Saturday, January 26, 2013

Old Words on Education Revived and Reposted

from BOOKS INQ., THE EPILOGUE

Saturday, January 26, 2013

Worth pondering …

 PJ Media — Understanding the Educational Mess We’re In. (Hat tip, Dave Lull.)


Everything considered, and allowances made for cultural and historical differences, the Merchant Taylors’ School, in the early to middle period of English pedagogy, was a far superior secondary school to anything our contemporary ideologues and planners, whose ignorance of educational history is impressively catholic, have managed to install today.

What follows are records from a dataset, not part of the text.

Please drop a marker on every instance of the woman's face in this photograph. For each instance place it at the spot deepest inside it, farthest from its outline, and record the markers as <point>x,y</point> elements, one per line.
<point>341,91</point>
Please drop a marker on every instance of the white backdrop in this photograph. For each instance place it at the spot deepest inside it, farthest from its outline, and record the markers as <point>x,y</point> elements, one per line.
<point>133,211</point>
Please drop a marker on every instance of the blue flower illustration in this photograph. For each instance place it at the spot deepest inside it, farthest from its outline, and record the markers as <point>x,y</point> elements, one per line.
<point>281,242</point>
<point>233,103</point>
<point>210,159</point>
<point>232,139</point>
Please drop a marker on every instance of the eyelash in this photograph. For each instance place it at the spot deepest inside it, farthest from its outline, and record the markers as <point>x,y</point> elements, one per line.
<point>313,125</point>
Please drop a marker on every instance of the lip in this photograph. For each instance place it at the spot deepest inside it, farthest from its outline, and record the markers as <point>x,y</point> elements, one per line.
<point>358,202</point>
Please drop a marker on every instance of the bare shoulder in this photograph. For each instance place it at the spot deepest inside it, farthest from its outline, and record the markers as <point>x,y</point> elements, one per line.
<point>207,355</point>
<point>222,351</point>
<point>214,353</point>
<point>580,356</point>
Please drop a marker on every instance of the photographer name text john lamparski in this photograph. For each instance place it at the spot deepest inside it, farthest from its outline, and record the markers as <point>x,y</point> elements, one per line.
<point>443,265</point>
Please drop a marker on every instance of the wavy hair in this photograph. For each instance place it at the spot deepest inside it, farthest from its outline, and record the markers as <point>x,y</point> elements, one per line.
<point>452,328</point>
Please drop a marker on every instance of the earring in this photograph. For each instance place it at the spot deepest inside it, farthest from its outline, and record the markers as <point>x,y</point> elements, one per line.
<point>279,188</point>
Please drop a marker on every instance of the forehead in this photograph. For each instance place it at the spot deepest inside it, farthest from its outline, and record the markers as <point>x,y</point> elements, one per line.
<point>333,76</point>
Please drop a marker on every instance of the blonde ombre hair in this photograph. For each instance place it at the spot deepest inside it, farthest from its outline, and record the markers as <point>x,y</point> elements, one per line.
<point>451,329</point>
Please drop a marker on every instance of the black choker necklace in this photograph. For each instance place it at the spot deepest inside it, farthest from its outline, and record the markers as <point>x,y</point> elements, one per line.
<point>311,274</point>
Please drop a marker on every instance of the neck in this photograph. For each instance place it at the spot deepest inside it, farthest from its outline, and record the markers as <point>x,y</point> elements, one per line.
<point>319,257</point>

We no longer teach the classics, those documents — in the words of Melville scholar and Norton anthologist Hershel Parker — that “afford the most rich, complex, aesthetic experiences…most likely to work transforming enlightenment…in all earnest young students.” On the contrary, our current methodology, pursued in a cognitive vacancy, constitutes nothing more than another pedagogical talisman which testifies only to the bankruptcy, or the magical thinking, that has overtaken the culture of education to which we unthinkingly contribute. We have long passed the time, laments Welsh poet Gillian Clarke in her new book Ice, “when the map of the earth was something we knew by/heart.” It is as if we have simply forgotten the central axiom of human development: if you know very little, you cannot do very much. Method can never be a surrogate for substance. You must work to have something there if there is ever to be something there to work with.